Promoting axonal rewiring to improve outcome after stroke

Abstract

A limited amount of functional recovery commonly occurs in the weeks and months after stroke, and a number of studies show that such recovery is associated with changes in the brain's functional organization. Measures that augment this reorganization in a safe and effective way may therefore help improve outcome in stroke patients. Here we review some of the evidence for functional and anatomical reorganization under normal physiological conditions, along with strategies that augment these processes and improve outcome after brain injury in animal models. These strategies include counteracting inhibitors of axon growth associated with myelin, activating neurons' intrinsic growth state, enhancing physiological activity, and having behavioral therapy. These approaches represent a marked departure from the recent focus on neuroprotection and may provide a more effective way to improve outcome after stroke.

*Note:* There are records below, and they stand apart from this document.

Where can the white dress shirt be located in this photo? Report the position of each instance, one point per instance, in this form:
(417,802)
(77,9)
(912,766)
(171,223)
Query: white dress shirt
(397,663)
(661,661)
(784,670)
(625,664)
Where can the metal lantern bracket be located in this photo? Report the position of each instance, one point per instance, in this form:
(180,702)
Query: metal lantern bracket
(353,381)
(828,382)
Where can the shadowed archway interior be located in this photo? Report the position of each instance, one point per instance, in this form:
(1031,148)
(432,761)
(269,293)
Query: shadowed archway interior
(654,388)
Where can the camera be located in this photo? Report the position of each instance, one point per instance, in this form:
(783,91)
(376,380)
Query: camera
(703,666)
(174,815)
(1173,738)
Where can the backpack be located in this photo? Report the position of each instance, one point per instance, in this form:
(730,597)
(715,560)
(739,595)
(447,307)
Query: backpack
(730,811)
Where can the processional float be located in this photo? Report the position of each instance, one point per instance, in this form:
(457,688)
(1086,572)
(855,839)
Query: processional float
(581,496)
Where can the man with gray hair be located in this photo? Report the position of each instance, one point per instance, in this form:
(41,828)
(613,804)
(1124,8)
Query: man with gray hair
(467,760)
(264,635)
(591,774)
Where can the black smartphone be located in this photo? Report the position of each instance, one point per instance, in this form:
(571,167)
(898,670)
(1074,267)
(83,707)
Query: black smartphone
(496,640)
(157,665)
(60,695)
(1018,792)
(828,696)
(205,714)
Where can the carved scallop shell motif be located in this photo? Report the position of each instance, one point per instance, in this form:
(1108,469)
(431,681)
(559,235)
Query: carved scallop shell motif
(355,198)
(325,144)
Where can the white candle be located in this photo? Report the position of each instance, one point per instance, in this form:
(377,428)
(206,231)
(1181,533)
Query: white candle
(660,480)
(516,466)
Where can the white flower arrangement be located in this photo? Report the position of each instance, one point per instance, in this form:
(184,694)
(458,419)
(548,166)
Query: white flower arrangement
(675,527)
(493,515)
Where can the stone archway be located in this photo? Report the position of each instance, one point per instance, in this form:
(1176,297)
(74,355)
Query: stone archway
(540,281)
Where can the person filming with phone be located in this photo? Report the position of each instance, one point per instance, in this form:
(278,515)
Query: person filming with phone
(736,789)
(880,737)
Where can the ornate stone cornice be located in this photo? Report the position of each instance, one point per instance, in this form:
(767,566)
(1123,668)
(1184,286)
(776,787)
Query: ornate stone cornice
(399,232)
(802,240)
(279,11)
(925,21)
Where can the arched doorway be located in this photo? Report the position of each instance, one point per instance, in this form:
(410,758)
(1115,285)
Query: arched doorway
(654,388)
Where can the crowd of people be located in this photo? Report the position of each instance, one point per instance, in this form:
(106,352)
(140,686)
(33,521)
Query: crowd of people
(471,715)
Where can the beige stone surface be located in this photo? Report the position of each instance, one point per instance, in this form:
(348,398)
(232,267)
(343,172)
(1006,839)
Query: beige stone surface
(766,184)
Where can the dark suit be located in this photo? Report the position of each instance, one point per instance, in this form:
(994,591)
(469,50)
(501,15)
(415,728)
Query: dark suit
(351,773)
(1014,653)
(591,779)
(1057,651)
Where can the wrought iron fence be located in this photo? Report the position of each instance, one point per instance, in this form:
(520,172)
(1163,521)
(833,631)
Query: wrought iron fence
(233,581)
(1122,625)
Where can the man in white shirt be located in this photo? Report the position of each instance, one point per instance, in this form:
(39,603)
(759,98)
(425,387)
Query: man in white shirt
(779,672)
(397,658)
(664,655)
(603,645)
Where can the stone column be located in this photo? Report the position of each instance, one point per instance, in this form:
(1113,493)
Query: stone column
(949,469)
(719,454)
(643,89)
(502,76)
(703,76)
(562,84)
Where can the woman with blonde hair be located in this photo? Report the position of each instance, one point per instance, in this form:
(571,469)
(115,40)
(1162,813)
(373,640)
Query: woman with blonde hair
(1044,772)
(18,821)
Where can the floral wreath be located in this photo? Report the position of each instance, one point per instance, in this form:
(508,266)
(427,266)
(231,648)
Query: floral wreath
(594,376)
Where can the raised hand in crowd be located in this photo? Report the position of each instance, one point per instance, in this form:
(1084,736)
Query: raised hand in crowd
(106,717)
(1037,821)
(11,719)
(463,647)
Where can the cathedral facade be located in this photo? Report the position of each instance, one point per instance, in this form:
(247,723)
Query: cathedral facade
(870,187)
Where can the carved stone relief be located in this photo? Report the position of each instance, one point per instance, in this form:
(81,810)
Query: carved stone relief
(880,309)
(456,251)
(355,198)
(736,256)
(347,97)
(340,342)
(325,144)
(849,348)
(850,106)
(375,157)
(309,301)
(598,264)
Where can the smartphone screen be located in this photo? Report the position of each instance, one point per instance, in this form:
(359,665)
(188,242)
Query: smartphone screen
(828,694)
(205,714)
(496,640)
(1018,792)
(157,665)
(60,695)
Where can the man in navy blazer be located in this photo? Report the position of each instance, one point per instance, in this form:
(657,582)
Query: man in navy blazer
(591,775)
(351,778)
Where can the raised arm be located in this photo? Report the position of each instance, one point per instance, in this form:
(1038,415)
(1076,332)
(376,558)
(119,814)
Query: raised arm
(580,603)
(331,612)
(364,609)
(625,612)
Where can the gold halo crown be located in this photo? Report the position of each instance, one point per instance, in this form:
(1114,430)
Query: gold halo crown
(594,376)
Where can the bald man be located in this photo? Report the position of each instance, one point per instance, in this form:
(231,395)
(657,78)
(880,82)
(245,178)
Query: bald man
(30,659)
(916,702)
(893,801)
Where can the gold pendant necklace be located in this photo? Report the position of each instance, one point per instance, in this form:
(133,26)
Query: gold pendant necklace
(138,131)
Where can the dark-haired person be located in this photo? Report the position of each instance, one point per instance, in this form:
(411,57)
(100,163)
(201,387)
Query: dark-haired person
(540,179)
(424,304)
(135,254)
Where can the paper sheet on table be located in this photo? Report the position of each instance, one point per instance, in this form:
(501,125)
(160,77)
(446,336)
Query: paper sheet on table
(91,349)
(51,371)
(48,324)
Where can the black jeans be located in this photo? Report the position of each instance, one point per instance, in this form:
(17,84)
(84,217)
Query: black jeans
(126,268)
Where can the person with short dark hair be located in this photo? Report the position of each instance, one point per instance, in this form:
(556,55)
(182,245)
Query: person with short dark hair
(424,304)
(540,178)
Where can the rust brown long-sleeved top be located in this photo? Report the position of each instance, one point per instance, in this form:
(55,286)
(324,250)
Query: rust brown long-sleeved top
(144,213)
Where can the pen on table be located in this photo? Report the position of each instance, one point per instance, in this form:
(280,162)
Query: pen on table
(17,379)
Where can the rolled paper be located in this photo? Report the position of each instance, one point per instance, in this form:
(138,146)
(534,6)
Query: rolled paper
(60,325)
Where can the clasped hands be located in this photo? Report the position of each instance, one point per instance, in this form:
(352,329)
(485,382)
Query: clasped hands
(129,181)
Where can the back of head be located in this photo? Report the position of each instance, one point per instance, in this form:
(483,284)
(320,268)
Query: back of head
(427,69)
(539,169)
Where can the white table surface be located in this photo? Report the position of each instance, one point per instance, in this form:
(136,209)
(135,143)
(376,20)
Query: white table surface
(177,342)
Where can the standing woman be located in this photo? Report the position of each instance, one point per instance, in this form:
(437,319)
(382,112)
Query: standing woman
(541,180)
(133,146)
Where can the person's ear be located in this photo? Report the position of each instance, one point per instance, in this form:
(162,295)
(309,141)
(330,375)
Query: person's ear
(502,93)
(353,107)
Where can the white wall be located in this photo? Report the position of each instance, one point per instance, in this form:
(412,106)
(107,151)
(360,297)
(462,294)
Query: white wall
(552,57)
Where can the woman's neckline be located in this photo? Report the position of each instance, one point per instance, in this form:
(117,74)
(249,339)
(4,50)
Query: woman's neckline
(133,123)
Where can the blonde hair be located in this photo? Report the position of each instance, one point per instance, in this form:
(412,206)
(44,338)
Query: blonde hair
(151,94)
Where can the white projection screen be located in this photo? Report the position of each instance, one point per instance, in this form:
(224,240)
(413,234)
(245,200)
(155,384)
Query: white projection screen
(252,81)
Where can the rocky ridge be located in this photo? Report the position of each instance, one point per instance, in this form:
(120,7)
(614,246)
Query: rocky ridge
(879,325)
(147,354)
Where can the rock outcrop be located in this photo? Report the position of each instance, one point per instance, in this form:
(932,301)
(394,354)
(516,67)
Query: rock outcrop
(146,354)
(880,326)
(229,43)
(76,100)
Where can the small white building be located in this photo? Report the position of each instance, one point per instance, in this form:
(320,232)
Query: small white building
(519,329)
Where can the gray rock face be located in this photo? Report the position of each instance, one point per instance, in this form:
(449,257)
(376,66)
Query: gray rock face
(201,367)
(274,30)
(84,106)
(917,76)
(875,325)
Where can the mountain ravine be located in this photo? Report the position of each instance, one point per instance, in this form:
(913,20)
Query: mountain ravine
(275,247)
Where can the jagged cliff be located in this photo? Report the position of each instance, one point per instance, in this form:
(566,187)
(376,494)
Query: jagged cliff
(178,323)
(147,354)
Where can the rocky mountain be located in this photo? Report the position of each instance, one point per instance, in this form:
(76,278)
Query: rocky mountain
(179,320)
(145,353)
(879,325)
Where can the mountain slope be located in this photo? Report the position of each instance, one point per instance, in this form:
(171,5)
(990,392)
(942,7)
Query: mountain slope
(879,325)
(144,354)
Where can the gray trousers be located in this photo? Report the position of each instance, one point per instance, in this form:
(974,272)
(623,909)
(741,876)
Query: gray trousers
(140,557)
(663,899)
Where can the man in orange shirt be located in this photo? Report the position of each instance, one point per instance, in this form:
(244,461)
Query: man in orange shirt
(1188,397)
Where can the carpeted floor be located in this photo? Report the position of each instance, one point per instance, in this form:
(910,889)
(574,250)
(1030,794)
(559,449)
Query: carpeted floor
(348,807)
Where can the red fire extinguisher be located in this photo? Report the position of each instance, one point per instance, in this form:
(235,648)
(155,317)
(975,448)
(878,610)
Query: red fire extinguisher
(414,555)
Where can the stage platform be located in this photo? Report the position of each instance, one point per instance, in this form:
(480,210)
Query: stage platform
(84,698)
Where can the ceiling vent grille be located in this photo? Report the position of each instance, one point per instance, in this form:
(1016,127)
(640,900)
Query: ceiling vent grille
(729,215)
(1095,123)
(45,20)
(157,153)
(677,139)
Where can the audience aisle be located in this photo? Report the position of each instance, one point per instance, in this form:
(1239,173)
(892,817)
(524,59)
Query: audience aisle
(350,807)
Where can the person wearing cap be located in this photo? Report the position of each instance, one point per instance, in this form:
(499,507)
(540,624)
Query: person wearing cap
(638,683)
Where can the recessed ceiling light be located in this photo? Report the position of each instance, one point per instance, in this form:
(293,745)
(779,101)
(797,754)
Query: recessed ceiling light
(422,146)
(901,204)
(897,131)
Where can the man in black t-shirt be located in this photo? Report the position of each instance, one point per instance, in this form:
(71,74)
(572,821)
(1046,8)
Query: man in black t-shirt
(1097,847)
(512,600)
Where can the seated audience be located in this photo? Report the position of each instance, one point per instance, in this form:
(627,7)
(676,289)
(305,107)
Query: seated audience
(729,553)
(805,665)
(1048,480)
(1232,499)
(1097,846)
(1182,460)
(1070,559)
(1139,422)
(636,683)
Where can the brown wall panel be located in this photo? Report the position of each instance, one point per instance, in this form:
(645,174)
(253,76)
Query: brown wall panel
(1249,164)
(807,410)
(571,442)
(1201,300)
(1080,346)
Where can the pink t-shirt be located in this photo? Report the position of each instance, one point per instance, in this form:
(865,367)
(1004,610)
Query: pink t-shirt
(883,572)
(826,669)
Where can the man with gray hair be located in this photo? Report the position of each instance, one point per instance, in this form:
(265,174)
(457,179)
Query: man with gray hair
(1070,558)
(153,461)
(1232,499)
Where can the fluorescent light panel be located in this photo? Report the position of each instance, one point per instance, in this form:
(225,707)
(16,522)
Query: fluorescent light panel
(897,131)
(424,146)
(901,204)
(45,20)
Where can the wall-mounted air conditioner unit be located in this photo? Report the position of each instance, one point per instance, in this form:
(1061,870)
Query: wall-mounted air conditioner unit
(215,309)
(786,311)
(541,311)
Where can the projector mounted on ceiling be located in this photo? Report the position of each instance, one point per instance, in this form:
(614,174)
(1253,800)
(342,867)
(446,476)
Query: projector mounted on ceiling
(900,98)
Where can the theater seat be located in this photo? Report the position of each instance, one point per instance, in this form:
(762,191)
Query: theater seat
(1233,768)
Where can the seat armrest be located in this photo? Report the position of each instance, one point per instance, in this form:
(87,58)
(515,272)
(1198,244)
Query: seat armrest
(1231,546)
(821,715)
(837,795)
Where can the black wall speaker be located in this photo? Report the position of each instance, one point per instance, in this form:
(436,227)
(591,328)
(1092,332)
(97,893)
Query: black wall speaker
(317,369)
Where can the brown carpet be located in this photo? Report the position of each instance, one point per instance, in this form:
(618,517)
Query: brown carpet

Figure 1. Patterns of axonal sprouting after stroke

(A) Schematic view of motor cortex (red) projections from the brain to the brainstem and cervical spinal cord. In each panel the normal axonal projections from motor cortex are in solid lines. The projections from the cortical region lost from the stroke are in gray dashed lines. The projections that form after stroke are in red dashed lines. In (A), a stroke induces axonal sprouting from contralateral motor cortex into the red nucleus (Papadopoulos et al., 2002) or into the ipsilateral cervical spinal cord (Chen et al., 2002; Zai et al., 2009). These projections form in areas that were denervated by the loss of the stroked cortex. In (B), a stroke induces axonal sprouting from contralateral motor cortex into the ipsilateral striatum and contralateral peri-infarct cortex (Carmichael and Chesselet, 2002). These are areas in which the projections from the stroke site are lost. Stroke also induces several patterns of axonal sprouting in cortex adjacent or ipsilateral to the stroke site, shown in (C). New projections from retrosplenial cortex to peri-infarct cortex form after small strokes in motor cortex (Brown et al., 2009). Somatosensory cortex establishes new direct projections to the ventral premotor cortex. This pattern of axonal sprouting, identified in the squirrel monkey, establishes a long-distance projection from parietal to frontal lobe (Dancause et al., 2005). Premotor cortex in the rate is a site of motor remapping that correlates with functional recovery after cortical injury (Conner et al., '05). Stroke also causes a substantial axonal sprouting response in peri-infarct cortex near the stroke site (Carmichael et al., 2001).

Figure 2. Inosine enhances axonal rewiring and augments functional recovery in an animal model of stroke

a Camera lucida drawings of BDA-labeled corticospinal tract (CST) fibers that originate in the uninjured hemisphere and project to the side of the spinal cord denervated by injury to the contralateral sensorimoter cortex. Rats were treated with either saline- (left) or inosine (right). b Higher-magnification camera lucida tracing of a fiber in a. Inset shows the presence of synaptic bouton-like structures. c Quantitation of ipsilaterally projecting CST fibers ≥ 40 μm in length in the transverse plane in the denervated dorsal funiculus and gray matter, respectively. Results are normalized by the intensity of staining in the intact CST and are reported as the number of labeled axons per mm length of spinal cord. Inosine does not promote CST axon growth in the absence of brain injury, but amplifies the amount of axon sprouting after a stroke. d Inosine enhances functional recovery. Animals were trained to retrieve food pellets through a restricted opening with either paw prior to surgery and were then tested beginning one week later by a blinded observer. Scores are reported as percentage of pre-operative performance. *, **, ***: Differences significant at P < 0.05, P < 0.01, P < 0.001, respectively. Error bars represent SEM. (from Zai et al., 2009).